Kiowa artist and grandson of a Kiowa chief, Woodrow Wilson "Woody" Big Bow was born in Carnegie, Oklahoma, on January 29, 1914. As a teenager he attended classes at the University of Oklahoma at Norman, where, under the personal guidance of Oscar B. Jacobson, he took advantage of the opportunity to receive instruction in painting. He was one of several young Kiowa artists at the university whose work was featured in exhibitions in Europe and subsequently published in folio editions of American Indian art, the first of their kind ever issued.

Big Bow graduated from the University of Oklahoma in 1939 and afterward worked variously as a set painter for Western films and as a builder and contractor. He also produced mural decorations for the RCA Building in New York City and the Southwest Museum in Los Angeles.
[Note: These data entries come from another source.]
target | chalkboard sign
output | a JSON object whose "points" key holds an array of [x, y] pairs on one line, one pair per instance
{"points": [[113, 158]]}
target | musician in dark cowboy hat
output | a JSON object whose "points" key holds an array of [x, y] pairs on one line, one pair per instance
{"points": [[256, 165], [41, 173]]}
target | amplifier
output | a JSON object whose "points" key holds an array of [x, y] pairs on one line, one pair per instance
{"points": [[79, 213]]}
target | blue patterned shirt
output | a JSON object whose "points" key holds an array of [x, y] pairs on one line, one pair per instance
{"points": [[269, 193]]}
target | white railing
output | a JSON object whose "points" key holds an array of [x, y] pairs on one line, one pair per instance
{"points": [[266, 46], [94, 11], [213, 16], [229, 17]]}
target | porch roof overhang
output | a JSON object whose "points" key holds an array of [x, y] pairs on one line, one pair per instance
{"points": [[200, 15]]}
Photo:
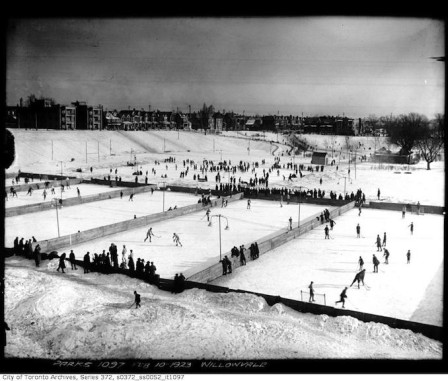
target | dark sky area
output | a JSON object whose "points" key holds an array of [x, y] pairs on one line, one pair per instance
{"points": [[355, 66]]}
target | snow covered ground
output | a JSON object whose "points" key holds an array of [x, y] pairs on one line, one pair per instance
{"points": [[43, 225], [75, 315], [198, 324], [200, 242], [37, 197], [405, 291]]}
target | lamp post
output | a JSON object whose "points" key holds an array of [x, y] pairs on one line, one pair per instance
{"points": [[300, 198], [226, 228], [56, 202], [164, 187]]}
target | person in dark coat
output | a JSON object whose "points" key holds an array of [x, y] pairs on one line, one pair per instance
{"points": [[5, 328], [224, 265], [242, 256], [61, 263], [131, 264], [37, 255], [311, 287], [361, 263], [376, 262], [378, 243], [86, 263], [343, 296], [359, 278], [137, 300], [72, 260]]}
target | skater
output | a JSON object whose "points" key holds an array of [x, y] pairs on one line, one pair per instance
{"points": [[342, 297], [123, 253], [61, 263], [242, 255], [361, 263], [376, 262], [176, 239], [72, 260], [311, 292], [378, 243], [137, 300], [359, 278], [86, 263], [149, 234]]}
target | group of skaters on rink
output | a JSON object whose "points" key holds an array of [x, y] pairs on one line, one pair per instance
{"points": [[240, 254], [359, 277]]}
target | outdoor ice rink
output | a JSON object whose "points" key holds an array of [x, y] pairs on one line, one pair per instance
{"points": [[43, 225], [406, 291]]}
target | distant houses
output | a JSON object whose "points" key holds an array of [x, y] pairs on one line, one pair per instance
{"points": [[46, 114]]}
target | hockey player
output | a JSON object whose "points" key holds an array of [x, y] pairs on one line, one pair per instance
{"points": [[327, 235], [361, 263], [378, 243], [176, 239], [311, 292], [343, 296], [376, 262], [149, 234], [359, 278]]}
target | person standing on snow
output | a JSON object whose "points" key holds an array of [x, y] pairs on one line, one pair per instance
{"points": [[376, 262], [137, 300], [359, 278], [72, 260], [361, 263], [411, 226], [148, 235], [343, 296], [378, 243], [61, 263], [311, 292]]}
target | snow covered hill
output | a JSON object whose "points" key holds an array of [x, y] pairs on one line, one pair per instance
{"points": [[76, 315]]}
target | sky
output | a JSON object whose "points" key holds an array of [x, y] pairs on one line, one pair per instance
{"points": [[353, 66]]}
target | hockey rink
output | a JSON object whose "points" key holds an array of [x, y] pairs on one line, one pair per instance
{"points": [[405, 291]]}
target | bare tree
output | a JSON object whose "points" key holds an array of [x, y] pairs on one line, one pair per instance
{"points": [[432, 143], [406, 130]]}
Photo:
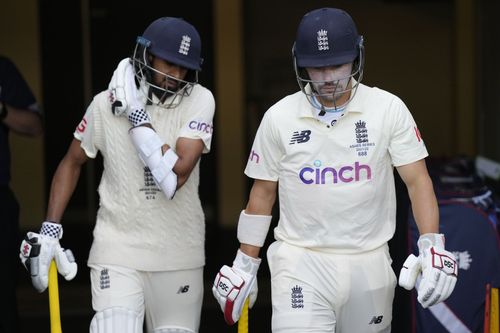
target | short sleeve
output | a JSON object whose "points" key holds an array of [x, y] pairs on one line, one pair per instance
{"points": [[406, 144], [86, 132], [198, 122], [14, 89], [266, 153]]}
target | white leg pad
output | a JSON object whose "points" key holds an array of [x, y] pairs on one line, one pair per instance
{"points": [[148, 144], [116, 320], [172, 330]]}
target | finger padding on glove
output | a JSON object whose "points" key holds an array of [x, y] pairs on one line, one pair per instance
{"points": [[409, 272], [231, 288], [439, 276]]}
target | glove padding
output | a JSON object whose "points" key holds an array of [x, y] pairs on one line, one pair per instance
{"points": [[438, 267], [125, 97], [233, 285], [38, 250]]}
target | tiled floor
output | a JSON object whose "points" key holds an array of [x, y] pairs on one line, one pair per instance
{"points": [[76, 310]]}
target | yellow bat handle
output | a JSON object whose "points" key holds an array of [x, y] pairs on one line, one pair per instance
{"points": [[243, 322], [55, 316]]}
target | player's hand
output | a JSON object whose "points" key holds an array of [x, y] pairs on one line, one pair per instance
{"points": [[125, 96], [233, 285], [438, 268], [38, 250]]}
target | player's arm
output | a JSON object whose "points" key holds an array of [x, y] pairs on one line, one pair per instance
{"points": [[233, 285], [21, 121], [261, 201], [65, 180], [422, 197], [436, 266]]}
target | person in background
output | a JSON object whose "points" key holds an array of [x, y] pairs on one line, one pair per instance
{"points": [[19, 114], [151, 128], [330, 150]]}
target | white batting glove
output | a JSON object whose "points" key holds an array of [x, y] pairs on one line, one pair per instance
{"points": [[125, 97], [38, 250], [233, 285], [438, 268]]}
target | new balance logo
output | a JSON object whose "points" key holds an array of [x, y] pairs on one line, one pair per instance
{"points": [[376, 320], [183, 289], [300, 137]]}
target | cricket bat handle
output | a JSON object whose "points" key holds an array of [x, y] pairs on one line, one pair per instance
{"points": [[55, 314]]}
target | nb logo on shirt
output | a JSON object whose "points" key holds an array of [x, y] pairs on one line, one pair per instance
{"points": [[301, 137], [376, 320]]}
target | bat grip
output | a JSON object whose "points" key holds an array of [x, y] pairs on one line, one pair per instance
{"points": [[55, 314]]}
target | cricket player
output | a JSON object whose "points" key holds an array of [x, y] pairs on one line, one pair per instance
{"points": [[151, 127], [329, 151]]}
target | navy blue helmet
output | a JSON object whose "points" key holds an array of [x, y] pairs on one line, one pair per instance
{"points": [[176, 41]]}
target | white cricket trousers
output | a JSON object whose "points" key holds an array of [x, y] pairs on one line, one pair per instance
{"points": [[317, 292], [167, 299]]}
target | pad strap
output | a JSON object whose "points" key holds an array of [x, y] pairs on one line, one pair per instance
{"points": [[252, 229], [165, 166]]}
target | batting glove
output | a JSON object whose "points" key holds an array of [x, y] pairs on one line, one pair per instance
{"points": [[125, 97], [38, 250], [233, 285], [438, 269]]}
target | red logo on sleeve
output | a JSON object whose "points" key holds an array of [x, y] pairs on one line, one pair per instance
{"points": [[417, 134], [82, 126]]}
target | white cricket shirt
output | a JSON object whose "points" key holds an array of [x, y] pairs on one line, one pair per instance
{"points": [[336, 182], [137, 226]]}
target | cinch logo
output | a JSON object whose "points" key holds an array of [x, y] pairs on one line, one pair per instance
{"points": [[202, 127], [345, 174]]}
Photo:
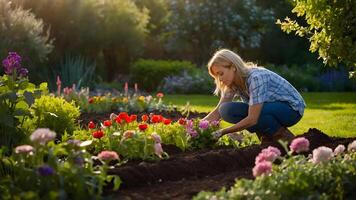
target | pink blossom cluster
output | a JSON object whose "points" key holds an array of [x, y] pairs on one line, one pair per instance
{"points": [[264, 160], [322, 154], [42, 135], [108, 156], [299, 145]]}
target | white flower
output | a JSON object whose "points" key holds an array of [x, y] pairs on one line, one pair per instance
{"points": [[42, 135]]}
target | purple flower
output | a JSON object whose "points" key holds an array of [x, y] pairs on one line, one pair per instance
{"points": [[11, 63], [45, 170], [22, 72], [300, 144], [25, 149], [204, 124]]}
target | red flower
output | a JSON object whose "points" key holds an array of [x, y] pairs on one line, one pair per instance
{"points": [[107, 123], [144, 118], [155, 119], [182, 121], [123, 116], [98, 134], [91, 125], [91, 100], [143, 127], [160, 95], [133, 118], [167, 121]]}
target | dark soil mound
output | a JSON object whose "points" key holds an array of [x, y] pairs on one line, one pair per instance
{"points": [[185, 174], [100, 117]]}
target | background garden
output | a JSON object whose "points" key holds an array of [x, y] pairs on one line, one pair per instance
{"points": [[68, 64]]}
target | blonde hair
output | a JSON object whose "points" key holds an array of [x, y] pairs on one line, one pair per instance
{"points": [[229, 59]]}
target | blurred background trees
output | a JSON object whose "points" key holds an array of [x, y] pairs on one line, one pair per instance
{"points": [[113, 35]]}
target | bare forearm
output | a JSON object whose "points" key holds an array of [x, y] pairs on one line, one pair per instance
{"points": [[241, 125]]}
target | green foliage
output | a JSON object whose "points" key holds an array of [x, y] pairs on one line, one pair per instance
{"points": [[149, 74], [16, 96], [297, 178], [74, 175], [54, 113], [202, 26], [76, 70], [22, 32], [196, 82], [120, 29], [331, 29]]}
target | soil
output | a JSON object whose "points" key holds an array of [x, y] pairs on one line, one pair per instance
{"points": [[85, 118], [185, 174]]}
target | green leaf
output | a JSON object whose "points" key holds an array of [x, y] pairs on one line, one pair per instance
{"points": [[29, 97]]}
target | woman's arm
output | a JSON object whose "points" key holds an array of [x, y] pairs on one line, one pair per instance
{"points": [[214, 115], [254, 112]]}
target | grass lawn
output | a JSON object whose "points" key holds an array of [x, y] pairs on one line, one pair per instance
{"points": [[332, 113]]}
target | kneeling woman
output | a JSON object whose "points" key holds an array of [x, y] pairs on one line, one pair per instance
{"points": [[270, 103]]}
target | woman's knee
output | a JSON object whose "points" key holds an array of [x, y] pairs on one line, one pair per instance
{"points": [[233, 111]]}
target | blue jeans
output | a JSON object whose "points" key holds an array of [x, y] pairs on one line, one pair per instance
{"points": [[274, 115]]}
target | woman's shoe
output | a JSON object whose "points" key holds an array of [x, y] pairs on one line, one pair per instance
{"points": [[283, 134]]}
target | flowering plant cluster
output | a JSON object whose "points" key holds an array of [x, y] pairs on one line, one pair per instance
{"points": [[108, 102], [124, 134], [54, 171], [17, 95], [325, 174]]}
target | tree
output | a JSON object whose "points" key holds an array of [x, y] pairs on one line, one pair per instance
{"points": [[22, 32], [199, 27], [330, 27]]}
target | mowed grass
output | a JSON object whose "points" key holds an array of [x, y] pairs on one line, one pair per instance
{"points": [[332, 113]]}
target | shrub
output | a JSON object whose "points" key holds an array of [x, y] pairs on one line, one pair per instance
{"points": [[21, 31], [198, 82], [149, 74], [53, 113]]}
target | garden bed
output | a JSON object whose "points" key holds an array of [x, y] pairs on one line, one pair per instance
{"points": [[183, 175], [173, 115]]}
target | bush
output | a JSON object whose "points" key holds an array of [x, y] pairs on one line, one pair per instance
{"points": [[149, 74], [53, 113], [198, 82], [20, 31], [297, 179]]}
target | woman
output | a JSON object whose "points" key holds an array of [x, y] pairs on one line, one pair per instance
{"points": [[270, 103]]}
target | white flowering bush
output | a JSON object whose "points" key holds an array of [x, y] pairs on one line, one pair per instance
{"points": [[198, 82], [205, 25], [324, 174]]}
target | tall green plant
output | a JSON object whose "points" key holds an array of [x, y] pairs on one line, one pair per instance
{"points": [[76, 70]]}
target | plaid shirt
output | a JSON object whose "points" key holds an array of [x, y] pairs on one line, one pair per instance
{"points": [[267, 86]]}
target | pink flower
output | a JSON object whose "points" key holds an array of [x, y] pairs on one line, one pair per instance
{"points": [[156, 137], [215, 123], [322, 154], [339, 149], [352, 146], [262, 168], [108, 156], [267, 155], [204, 124], [273, 150], [42, 135], [193, 133], [299, 145], [158, 149], [25, 149]]}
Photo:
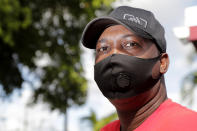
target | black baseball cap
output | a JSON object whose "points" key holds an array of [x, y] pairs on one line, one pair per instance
{"points": [[142, 22]]}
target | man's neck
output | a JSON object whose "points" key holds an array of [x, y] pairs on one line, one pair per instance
{"points": [[133, 117]]}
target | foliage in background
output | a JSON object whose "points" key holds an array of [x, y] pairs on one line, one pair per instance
{"points": [[188, 87], [95, 123], [33, 31]]}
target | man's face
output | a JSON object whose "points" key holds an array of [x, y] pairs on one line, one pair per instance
{"points": [[119, 40]]}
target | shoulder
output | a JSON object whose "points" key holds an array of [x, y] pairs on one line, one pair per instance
{"points": [[171, 116], [113, 126]]}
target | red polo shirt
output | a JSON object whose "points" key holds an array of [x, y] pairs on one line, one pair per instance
{"points": [[169, 116]]}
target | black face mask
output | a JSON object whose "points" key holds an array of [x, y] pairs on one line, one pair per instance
{"points": [[123, 76]]}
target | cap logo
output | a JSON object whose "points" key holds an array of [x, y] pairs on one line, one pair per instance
{"points": [[135, 19]]}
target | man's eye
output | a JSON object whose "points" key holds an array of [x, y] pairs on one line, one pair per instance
{"points": [[130, 45], [102, 49]]}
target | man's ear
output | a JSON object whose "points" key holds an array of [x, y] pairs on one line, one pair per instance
{"points": [[164, 63]]}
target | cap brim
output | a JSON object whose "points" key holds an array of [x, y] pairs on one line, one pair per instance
{"points": [[95, 27]]}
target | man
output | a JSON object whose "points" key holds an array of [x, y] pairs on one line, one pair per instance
{"points": [[130, 64]]}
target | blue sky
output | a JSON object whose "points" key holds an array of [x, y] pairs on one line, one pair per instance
{"points": [[170, 13]]}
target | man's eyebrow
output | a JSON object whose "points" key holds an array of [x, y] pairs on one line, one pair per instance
{"points": [[128, 35], [103, 40]]}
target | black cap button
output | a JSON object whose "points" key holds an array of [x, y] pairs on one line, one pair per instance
{"points": [[123, 80]]}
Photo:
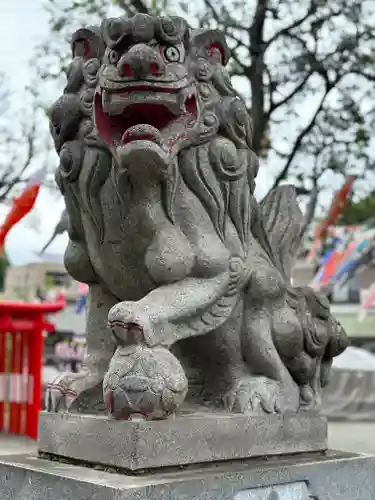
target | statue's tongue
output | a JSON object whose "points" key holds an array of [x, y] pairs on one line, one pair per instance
{"points": [[142, 132]]}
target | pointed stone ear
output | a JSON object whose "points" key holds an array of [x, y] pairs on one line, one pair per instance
{"points": [[214, 43], [87, 43]]}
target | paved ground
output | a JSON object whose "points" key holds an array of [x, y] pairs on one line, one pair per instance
{"points": [[354, 436]]}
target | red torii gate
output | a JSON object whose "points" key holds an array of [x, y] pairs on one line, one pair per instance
{"points": [[21, 359]]}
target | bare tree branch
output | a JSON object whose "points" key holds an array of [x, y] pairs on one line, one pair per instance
{"points": [[298, 142], [274, 106]]}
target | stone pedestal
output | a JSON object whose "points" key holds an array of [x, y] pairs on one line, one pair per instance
{"points": [[186, 439], [315, 476]]}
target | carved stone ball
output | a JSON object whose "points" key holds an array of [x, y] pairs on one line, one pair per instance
{"points": [[144, 382]]}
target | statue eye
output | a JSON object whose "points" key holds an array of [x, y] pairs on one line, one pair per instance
{"points": [[113, 57], [172, 54]]}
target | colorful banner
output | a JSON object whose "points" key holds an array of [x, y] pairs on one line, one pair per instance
{"points": [[22, 205], [339, 202], [367, 303]]}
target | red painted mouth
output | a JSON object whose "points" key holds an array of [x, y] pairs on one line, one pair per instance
{"points": [[141, 121]]}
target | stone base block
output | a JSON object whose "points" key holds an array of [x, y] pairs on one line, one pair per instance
{"points": [[325, 476], [186, 439]]}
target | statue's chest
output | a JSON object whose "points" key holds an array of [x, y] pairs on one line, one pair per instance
{"points": [[141, 248]]}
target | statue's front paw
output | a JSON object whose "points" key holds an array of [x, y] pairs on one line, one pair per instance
{"points": [[131, 326], [68, 387], [253, 394]]}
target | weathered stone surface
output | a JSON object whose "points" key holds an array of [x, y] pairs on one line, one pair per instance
{"points": [[190, 439], [158, 174], [330, 476]]}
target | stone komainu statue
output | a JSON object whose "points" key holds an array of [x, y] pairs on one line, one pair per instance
{"points": [[189, 276]]}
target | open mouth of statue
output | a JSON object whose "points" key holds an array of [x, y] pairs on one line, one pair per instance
{"points": [[161, 116]]}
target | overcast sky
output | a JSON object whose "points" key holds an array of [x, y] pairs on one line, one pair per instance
{"points": [[22, 24]]}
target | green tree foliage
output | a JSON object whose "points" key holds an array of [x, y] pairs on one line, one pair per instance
{"points": [[306, 70]]}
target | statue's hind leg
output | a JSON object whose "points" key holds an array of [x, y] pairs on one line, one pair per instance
{"points": [[83, 391], [268, 387]]}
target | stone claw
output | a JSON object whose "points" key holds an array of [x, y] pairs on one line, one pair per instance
{"points": [[253, 394], [66, 388]]}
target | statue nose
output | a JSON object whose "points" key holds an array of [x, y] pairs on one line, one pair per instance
{"points": [[141, 61]]}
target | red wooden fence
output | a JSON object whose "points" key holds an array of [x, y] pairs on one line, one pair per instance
{"points": [[22, 327]]}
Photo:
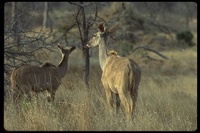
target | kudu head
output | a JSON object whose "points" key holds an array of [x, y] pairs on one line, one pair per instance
{"points": [[65, 51], [101, 35]]}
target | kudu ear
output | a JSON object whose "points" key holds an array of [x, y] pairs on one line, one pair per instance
{"points": [[59, 46], [101, 27], [72, 48], [113, 28]]}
During World War II he designed the red and yellow Thunderbird insignia for Oklahoma's famed Forty-fifth Infantry Division.

Big Bow lived in Yukon in later years, exhibiting widely before his death in 1998. His work can be seen in a number of public collections, including the Gilcrease and Philbrook museums in Tulsa, the Oklahoma Historical Society in Oklahoma City, the University of Oklahoma Museum of Art at Norman, the Smithsonian Institution's National Museum of the American Indian in Washington, D.C., the Heritage Center at the Red Cloud Indian School in Pine Ridge, South Dakota, and the Wichita Art Museum in Wichita, Kansas.